A malware known as NanHaiShu or “South China Sea Remote Access Trojan (RAT)” in Mandarin was discovered to have gathered intelligence related to the South China Sea arbitration case from the Philippines and organizations involved in assisting the South East Asian country which won an international arbitration case against China.
Hackers believed to be from China have attacked government and private-sector organizations linked to the row over the key waterway, a Japan Times report said quoting an analysis by Finnish cybersecurity firm F-Secure.
While asserting that it had no proof of Chinese government involvement, the F-Secure analysis said that hackers have tried to extract sensitive information from the Philippines and other targets.
Notable targets included the Philippines Department of Justice, the organizers of the Asia-Pacific Economic Cooperation (APEC) Summit and an unidentified major international law firm involved in last month’s South China Sea arbitration decision at The Hague which went in favour of the Philippines, the report said.
The Department of Justice is believed to have played a key role in the case and reports ahead of a November 2015 APEC event in the Philippines had said leaders attending the summit would discuss the South China Sea issue, the Japan Times report said.
F-Secure said more organizations had been targeted, but details had been withheld at their request. The omitted portions of the report, however, did not indicate that the arbitration court would itself have been targeted by this malware campaign, Erka Koivunen, a cybersecurity adviser with F-Secure, was paraphrased in The Japan Times.
“Based on the specific selection of organizations targeted for attack by this malware, as well as indications revealed in our technical analysis of the malware itself, we believe the threat actor to be of Chinese origin,” the F-Secure report said.
The first version of the malware was spotted by the firm in January 2015, just after the Permanent Court of Arbitration posted a press release about the case asking for more information from the Philippine government.
While the malware samples uncovered by F-Secure had initially been connecting to command-and-control servers hosted by a U.S. cloud-computing service, that changed on Oct. 26, 2015, when all servers pointed to a Chinese IP address. This shift coincided with reports of a U.S. Navy ship making the first in a planned series of so-called freedom of navigation operations near Chinese-controlled islets in the South China Sea.

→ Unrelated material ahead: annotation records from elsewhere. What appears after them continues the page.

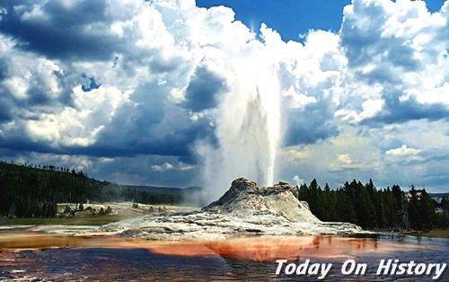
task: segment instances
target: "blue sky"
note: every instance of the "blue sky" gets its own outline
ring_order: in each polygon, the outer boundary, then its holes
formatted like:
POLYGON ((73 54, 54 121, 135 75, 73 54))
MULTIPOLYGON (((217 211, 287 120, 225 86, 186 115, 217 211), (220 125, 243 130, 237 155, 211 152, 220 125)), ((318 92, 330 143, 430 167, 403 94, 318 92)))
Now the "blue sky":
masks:
POLYGON ((449 0, 0 0, 0 159, 448 191, 448 22, 449 0))
MULTIPOLYGON (((427 0, 431 12, 441 8, 444 0, 427 0)), ((224 5, 233 8, 235 18, 257 31, 265 22, 285 40, 303 40, 309 30, 337 31, 341 14, 350 0, 198 0, 200 7, 224 5)))

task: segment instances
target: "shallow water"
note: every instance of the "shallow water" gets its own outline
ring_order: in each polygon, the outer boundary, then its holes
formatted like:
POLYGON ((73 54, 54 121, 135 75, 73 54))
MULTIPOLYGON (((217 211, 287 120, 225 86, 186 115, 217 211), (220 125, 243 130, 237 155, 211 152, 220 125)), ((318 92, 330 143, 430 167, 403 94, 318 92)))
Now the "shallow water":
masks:
MULTIPOLYGON (((333 264, 324 281, 416 281, 429 277, 375 276, 382 259, 446 262, 449 240, 337 236, 251 237, 226 241, 161 242, 118 237, 0 234, 0 280, 299 280, 276 276, 277 259, 333 264), (367 263, 366 275, 340 273, 343 261, 367 263)), ((446 269, 439 281, 449 281, 446 269)))

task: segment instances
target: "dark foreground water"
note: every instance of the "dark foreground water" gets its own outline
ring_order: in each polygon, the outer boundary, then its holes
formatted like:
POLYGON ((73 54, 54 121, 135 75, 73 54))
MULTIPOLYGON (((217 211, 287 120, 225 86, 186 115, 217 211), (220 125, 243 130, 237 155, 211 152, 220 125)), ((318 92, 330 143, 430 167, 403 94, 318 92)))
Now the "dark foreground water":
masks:
MULTIPOLYGON (((321 281, 435 281, 430 276, 376 276, 379 261, 448 262, 449 240, 335 236, 254 237, 219 242, 154 242, 0 234, 0 280, 317 281, 277 276, 277 259, 332 263, 321 281), (366 263, 364 276, 343 276, 343 261, 366 263)), ((449 281, 447 269, 437 281, 449 281)))

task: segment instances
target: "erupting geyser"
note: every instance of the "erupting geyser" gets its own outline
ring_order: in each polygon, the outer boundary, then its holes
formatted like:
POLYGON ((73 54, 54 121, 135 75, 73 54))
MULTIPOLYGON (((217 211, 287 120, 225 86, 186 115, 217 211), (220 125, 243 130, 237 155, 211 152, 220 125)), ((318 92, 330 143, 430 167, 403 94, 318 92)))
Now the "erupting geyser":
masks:
POLYGON ((223 97, 216 119, 217 145, 198 146, 203 185, 215 199, 238 178, 263 186, 274 181, 280 139, 280 91, 277 66, 267 51, 254 51, 233 61, 229 92, 223 97))

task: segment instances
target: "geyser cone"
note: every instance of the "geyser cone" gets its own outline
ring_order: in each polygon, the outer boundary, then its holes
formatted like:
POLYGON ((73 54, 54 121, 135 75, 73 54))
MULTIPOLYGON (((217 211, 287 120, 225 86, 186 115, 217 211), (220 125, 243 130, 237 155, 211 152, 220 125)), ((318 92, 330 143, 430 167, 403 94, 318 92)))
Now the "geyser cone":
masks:
MULTIPOLYGON (((268 56, 259 54, 259 56, 268 56)), ((215 199, 238 177, 273 184, 280 136, 279 85, 275 64, 254 55, 235 63, 230 91, 219 107, 217 147, 201 144, 205 187, 215 199)))

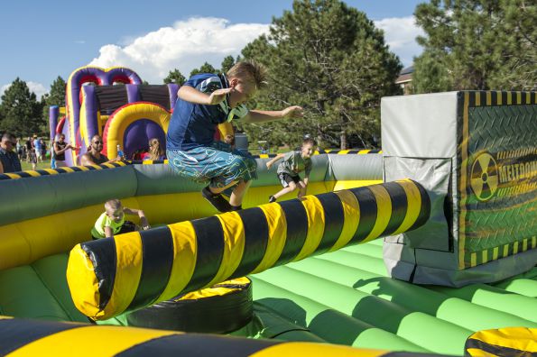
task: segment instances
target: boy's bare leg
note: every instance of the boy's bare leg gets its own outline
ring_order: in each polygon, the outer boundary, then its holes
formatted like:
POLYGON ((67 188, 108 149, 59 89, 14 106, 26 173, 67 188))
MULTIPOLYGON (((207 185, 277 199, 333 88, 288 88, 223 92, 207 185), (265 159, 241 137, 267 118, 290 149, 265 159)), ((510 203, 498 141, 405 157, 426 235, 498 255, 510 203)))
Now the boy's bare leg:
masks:
POLYGON ((235 188, 231 196, 229 197, 229 204, 233 206, 238 207, 243 204, 243 199, 246 191, 250 188, 252 181, 240 181, 235 188))
POLYGON ((306 184, 302 181, 299 181, 297 187, 299 188, 299 194, 297 195, 297 197, 301 198, 306 195, 306 184))
POLYGON ((212 188, 212 187, 209 186, 208 187, 208 189, 210 189, 210 191, 212 193, 214 193, 215 195, 218 195, 219 193, 222 193, 227 188, 229 188, 230 187, 232 187, 235 184, 236 184, 236 181, 233 181, 230 184, 224 186, 223 188, 212 188))
POLYGON ((296 189, 296 184, 294 182, 290 183, 288 187, 282 188, 280 191, 273 195, 274 198, 279 198, 282 196, 292 192, 296 189))

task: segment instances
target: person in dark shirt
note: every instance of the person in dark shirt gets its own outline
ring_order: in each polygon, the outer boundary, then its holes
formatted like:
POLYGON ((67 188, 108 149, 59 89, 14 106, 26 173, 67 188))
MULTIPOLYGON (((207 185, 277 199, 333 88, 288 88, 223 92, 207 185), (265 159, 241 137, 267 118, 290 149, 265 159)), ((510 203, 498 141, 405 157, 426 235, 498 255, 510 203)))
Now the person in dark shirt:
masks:
POLYGON ((220 212, 242 208, 257 165, 250 156, 215 142, 217 125, 232 120, 257 124, 302 116, 302 108, 296 105, 279 111, 248 110, 245 104, 266 85, 265 78, 263 66, 241 61, 226 75, 192 76, 177 93, 166 138, 168 160, 179 175, 208 182, 201 194, 220 212), (229 188, 233 192, 227 202, 221 193, 229 188))
POLYGON ((6 133, 0 142, 0 173, 22 171, 21 160, 14 151, 17 144, 14 135, 6 133))

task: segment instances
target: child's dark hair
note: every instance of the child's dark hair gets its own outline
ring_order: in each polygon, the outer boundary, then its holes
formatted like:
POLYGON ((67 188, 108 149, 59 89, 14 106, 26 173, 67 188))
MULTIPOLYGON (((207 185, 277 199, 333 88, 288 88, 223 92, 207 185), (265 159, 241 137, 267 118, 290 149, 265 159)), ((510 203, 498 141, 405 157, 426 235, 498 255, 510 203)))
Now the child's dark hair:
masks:
POLYGON ((311 146, 315 146, 315 141, 311 138, 306 138, 302 141, 302 146, 311 144, 311 146))

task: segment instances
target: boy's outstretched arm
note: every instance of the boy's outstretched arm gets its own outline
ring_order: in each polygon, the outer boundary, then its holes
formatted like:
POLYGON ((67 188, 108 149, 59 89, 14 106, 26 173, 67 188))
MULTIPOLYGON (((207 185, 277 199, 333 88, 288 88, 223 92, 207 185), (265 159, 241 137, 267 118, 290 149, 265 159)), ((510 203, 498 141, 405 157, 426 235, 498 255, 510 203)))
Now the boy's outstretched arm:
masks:
POLYGON ((233 87, 217 89, 210 95, 208 95, 199 91, 193 87, 182 86, 179 88, 179 91, 177 91, 177 96, 186 102, 214 105, 226 99, 226 95, 233 90, 235 90, 233 87))
POLYGON ((282 110, 251 110, 242 121, 245 123, 264 123, 277 119, 301 118, 304 116, 302 107, 288 106, 282 110))
POLYGON ((145 215, 144 214, 143 210, 124 207, 123 212, 125 215, 138 215, 140 217, 140 224, 142 225, 142 229, 144 231, 151 228, 151 225, 149 225, 149 222, 147 222, 147 218, 145 218, 145 215))
POLYGON ((285 154, 277 154, 275 157, 267 161, 266 168, 270 169, 271 167, 274 164, 274 162, 282 159, 283 156, 285 156, 285 154))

Called a Remote Access Trojan (RAT), it is spread in spear-phishing email messages that contain the malware as a file attachment, the report said. The email message contents include, among other things, industry-specific terminology indicating they were deliberately crafted with specific targets in mind.
Delivered via email in the form of convincingly crafted decoy files, the victim is enticed to open the attachment and voluntarily turn off protections, according to Koivunen, one of the authors of the F-Secure report.
One email, for example, targeted a Philippines Department of Justice employee with an attachment claiming to contain details of “staff bonuses.”
“The malware uses no vulnerabilities to get past security controls; rather it uses social-engineering tactics to convince the targeted user to take the trojan malware inside and install it on his or her computer,” Koivunen told Japan Times.